-Da la sensación de que la suya es una profesión mal avenida.
-Los ciudadanos deben saber que en el ejercicio de nuestra función está siempre latente una tensión. Realizamos un trabajo encaminado a resolver un conflicto ya sea entre particulares, con la Administración... Hablamos de una pugna y controversia que de por sí provoca una tensión.
-¿Algunos jueces tienen afán de protagonismo?
-Probablemente sí. A fin de cuentas, los jueces son personas, y desde luego cometemos pecados mortales y veniales. Podemos tener inclinaciones al protagonismo, la vanidad, la soberbia... De lo que se trata es de que no afecte al trabajo.
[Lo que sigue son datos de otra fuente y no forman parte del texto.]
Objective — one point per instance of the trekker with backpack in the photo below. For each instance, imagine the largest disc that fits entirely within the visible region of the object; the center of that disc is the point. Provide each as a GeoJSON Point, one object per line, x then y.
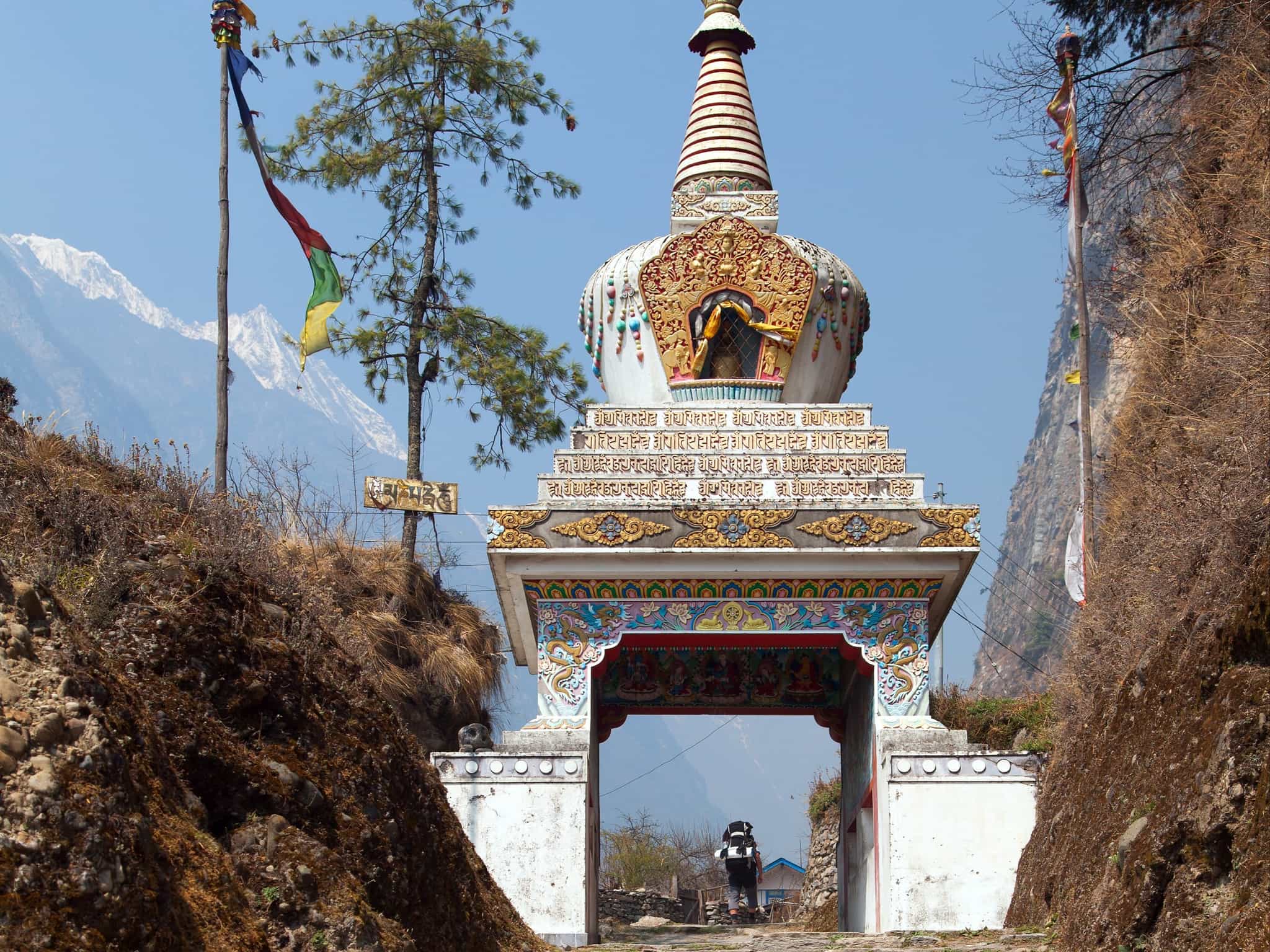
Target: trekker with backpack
{"type": "Point", "coordinates": [745, 867]}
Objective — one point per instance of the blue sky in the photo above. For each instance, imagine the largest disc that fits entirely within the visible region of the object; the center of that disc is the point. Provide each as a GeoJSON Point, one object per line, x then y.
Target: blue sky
{"type": "Point", "coordinates": [113, 148]}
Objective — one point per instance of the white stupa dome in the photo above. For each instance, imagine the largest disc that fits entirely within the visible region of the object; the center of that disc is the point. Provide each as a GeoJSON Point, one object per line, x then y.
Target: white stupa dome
{"type": "Point", "coordinates": [723, 307]}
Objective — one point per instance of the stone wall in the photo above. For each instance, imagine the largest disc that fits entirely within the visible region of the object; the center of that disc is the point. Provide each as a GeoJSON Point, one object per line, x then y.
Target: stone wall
{"type": "Point", "coordinates": [821, 884]}
{"type": "Point", "coordinates": [629, 906]}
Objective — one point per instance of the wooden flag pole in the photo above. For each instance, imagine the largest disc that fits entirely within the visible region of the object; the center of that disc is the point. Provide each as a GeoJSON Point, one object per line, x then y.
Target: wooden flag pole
{"type": "Point", "coordinates": [223, 277]}
{"type": "Point", "coordinates": [1082, 351]}
{"type": "Point", "coordinates": [1082, 356]}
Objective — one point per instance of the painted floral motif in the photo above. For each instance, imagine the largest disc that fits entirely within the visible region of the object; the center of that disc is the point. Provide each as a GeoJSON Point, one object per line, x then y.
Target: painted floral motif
{"type": "Point", "coordinates": [791, 678]}
{"type": "Point", "coordinates": [574, 635]}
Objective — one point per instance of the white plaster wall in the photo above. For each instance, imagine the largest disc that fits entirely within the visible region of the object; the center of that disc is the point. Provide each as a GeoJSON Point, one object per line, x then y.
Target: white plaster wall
{"type": "Point", "coordinates": [954, 852]}
{"type": "Point", "coordinates": [861, 888]}
{"type": "Point", "coordinates": [533, 838]}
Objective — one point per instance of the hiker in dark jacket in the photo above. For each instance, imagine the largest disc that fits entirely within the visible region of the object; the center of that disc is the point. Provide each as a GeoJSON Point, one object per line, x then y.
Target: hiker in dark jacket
{"type": "Point", "coordinates": [745, 867]}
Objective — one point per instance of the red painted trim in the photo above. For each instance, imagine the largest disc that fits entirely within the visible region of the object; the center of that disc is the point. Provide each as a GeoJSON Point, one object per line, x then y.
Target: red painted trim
{"type": "Point", "coordinates": [873, 786]}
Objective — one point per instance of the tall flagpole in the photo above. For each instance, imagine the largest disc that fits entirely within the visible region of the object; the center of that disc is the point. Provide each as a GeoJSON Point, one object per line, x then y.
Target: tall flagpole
{"type": "Point", "coordinates": [1082, 356]}
{"type": "Point", "coordinates": [223, 277]}
{"type": "Point", "coordinates": [1068, 55]}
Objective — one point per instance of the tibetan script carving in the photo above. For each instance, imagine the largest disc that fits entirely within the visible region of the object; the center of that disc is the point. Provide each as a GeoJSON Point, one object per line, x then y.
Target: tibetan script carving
{"type": "Point", "coordinates": [962, 527]}
{"type": "Point", "coordinates": [856, 528]}
{"type": "Point", "coordinates": [733, 528]}
{"type": "Point", "coordinates": [417, 495]}
{"type": "Point", "coordinates": [611, 528]}
{"type": "Point", "coordinates": [508, 527]}
{"type": "Point", "coordinates": [723, 253]}
{"type": "Point", "coordinates": [850, 416]}
{"type": "Point", "coordinates": [733, 441]}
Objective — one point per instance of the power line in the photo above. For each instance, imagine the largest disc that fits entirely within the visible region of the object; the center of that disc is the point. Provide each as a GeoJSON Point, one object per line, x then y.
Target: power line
{"type": "Point", "coordinates": [982, 646]}
{"type": "Point", "coordinates": [671, 758]}
{"type": "Point", "coordinates": [1062, 593]}
{"type": "Point", "coordinates": [1059, 624]}
{"type": "Point", "coordinates": [1043, 674]}
{"type": "Point", "coordinates": [1001, 552]}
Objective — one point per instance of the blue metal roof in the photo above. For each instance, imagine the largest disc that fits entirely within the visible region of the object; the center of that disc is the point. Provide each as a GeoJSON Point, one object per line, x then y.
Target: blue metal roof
{"type": "Point", "coordinates": [783, 861]}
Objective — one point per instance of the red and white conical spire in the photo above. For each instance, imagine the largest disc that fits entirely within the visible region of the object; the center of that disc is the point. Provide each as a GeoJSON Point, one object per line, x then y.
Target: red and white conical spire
{"type": "Point", "coordinates": [722, 149]}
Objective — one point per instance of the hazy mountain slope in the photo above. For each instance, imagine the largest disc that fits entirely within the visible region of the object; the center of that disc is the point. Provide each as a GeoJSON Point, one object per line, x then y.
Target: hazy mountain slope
{"type": "Point", "coordinates": [79, 339]}
{"type": "Point", "coordinates": [1028, 606]}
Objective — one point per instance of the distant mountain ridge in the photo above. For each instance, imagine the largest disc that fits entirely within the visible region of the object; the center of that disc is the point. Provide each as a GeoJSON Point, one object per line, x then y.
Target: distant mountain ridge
{"type": "Point", "coordinates": [83, 342]}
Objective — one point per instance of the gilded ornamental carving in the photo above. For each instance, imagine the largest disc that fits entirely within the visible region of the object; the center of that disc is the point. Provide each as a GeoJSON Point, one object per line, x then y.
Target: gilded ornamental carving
{"type": "Point", "coordinates": [611, 528]}
{"type": "Point", "coordinates": [856, 528]}
{"type": "Point", "coordinates": [961, 527]}
{"type": "Point", "coordinates": [507, 528]}
{"type": "Point", "coordinates": [727, 253]}
{"type": "Point", "coordinates": [733, 528]}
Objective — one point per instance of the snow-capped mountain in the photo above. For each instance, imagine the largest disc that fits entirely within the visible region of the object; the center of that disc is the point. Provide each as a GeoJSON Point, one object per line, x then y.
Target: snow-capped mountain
{"type": "Point", "coordinates": [81, 340]}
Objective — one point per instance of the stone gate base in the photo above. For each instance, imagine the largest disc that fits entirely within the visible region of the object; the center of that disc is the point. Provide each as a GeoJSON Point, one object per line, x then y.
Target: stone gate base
{"type": "Point", "coordinates": [530, 809]}
{"type": "Point", "coordinates": [935, 843]}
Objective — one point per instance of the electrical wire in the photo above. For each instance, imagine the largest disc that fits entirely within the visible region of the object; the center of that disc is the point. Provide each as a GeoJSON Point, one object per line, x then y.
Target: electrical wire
{"type": "Point", "coordinates": [681, 753]}
{"type": "Point", "coordinates": [1043, 674]}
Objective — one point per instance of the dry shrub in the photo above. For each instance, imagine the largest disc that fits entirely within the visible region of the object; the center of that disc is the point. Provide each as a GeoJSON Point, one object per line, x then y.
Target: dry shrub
{"type": "Point", "coordinates": [996, 721]}
{"type": "Point", "coordinates": [1165, 689]}
{"type": "Point", "coordinates": [1185, 493]}
{"type": "Point", "coordinates": [427, 648]}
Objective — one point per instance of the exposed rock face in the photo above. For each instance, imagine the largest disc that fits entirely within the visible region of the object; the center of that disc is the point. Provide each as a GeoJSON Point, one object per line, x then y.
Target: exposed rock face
{"type": "Point", "coordinates": [821, 884]}
{"type": "Point", "coordinates": [1028, 606]}
{"type": "Point", "coordinates": [629, 906]}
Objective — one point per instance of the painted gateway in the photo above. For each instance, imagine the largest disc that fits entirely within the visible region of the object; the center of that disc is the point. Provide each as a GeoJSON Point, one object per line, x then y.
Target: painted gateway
{"type": "Point", "coordinates": [726, 537]}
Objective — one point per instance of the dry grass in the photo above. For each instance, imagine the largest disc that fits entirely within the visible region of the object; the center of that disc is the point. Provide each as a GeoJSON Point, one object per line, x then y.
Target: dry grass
{"type": "Point", "coordinates": [1185, 493]}
{"type": "Point", "coordinates": [996, 721]}
{"type": "Point", "coordinates": [71, 512]}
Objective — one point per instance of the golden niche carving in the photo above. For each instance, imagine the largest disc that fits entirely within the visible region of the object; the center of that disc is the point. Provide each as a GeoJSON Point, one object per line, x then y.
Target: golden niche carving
{"type": "Point", "coordinates": [727, 253]}
{"type": "Point", "coordinates": [511, 524]}
{"type": "Point", "coordinates": [856, 528]}
{"type": "Point", "coordinates": [733, 528]}
{"type": "Point", "coordinates": [962, 527]}
{"type": "Point", "coordinates": [611, 528]}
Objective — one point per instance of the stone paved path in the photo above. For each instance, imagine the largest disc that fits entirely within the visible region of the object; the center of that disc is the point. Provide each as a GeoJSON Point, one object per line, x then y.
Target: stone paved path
{"type": "Point", "coordinates": [781, 938]}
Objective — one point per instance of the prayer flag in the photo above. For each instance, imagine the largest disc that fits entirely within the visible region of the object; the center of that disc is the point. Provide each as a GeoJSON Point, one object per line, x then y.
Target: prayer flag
{"type": "Point", "coordinates": [1062, 111]}
{"type": "Point", "coordinates": [328, 293]}
{"type": "Point", "coordinates": [1073, 563]}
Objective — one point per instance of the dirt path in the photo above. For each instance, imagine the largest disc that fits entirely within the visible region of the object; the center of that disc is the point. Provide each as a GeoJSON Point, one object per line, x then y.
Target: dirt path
{"type": "Point", "coordinates": [779, 938]}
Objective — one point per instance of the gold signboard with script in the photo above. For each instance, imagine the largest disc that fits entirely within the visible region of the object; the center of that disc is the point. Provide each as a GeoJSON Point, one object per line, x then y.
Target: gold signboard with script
{"type": "Point", "coordinates": [417, 495]}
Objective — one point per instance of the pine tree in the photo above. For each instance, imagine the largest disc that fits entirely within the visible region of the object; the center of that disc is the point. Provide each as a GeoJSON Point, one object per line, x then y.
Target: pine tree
{"type": "Point", "coordinates": [451, 83]}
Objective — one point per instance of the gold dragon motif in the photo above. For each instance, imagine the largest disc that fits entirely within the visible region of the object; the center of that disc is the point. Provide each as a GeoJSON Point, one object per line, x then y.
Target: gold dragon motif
{"type": "Point", "coordinates": [512, 523]}
{"type": "Point", "coordinates": [961, 527]}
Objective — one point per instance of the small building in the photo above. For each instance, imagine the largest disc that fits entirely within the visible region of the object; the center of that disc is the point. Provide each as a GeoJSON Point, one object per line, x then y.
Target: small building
{"type": "Point", "coordinates": [781, 880]}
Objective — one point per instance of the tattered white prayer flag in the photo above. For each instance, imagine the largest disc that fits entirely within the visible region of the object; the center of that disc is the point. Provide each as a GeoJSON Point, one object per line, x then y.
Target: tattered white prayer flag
{"type": "Point", "coordinates": [1073, 565]}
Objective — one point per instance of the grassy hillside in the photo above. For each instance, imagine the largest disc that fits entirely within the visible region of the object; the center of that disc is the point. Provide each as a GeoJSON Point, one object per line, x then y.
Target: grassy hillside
{"type": "Point", "coordinates": [214, 736]}
{"type": "Point", "coordinates": [1152, 827]}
-¿Cómo se explica la oposición de la APM a la reforma judicial?
-La única realidad que existe tras esta reforma es la que responde a una negociación política que no está guiada por las motivaciones que se nos indican desde el Gobierno. No se va a conseguir mejorar el servicio. Todo lo contrario. Va a provocar un gran riesgo en la independencia de los jueces.
-¿Por qué?
-En definitiva, es una concesión a las tradicionales reclamaciones de los partidos nacionalistas. Viene de la mano del Estatuto catalán con la intención de dar un paso más en las pretensiones a las que siempre han aspirado las fuerzas nacionalistas para dotarse de un poder judicial propio como elemento de construcción soberanista.
-¿Cómo se soluciona entonces el atasco judicial?
-Aumentando la plantilla. Pero no con una Justicia de proximidad en la que se reclute a jueces del país por el mero hecho de que conocen el idioma y el derecho propios, sino seleccionando los jueces mejor formados, jurídica y técnicamente, escogidos por un sistema que garantice los principios de mérito, igualdad y capacidad.